One possible solution is that scripts are stored as Lambda functions, since it look relatively easy to implement, but I am not sure is this good solution. Potentially there can be thousands of Lambda functions. Are there some limitations on maximum number of functions? I am afraid of separating user-defined functions from my own ones, and also mixing all the different tenants function in one place (since Lambda does not have some tree structure for defined functions). Also accidental change or deleting a user-defined function is possible…
Or to go with some embeded scripting?
Any opinion from AWS experts, please…
Upvotes: 0
Views: 364
Reputation: 323
IMHO, its best to avoid getting into situations, where in you have to accept code from outside (no control over input) of the system to run within your system. You are going to get too many calls from customers who want you to dev-test their poorly written scripts.

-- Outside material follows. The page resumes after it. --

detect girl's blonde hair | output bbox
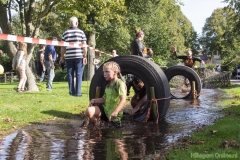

I have owned products that allow users to describe their schema for custom data sets that they'd like to import. The product integrates with known datasources, and transforms them to an internal schema. Additionally the product allows customers to import data from custom sources, and conditions to be described on attributes from such custom sources.
Have you considered modelling the conditional expressions (which your currently want evaluated through user defined scripts) within your product, and implement a back-end evaluation engine that evaluates the conditions on the relevant trigger? Depending on the outcome you, can trigger post actions (send notification email on your case). This should suffice for most scenarios.
Even if you absolutely must support some custom scripting in some rare scenario, Lambda is an inefficient choice. Its an overkill to create an execution environment for each script that you have to execute. You would have no control over your environment, if the no of scripts spiral out of control. Hosting a script execution environment would be the way to go.
Upvotes: 0
Reputation: 200860
It's hard to recommend anything without knowing more details about the data schema and the types of rules that would trigger an update, but can you store the rules in the database instead of hard coding them in user scripts? Then you could just have a single script that takes the updated data and checks if there are any rules that would result in a notification from the updated data.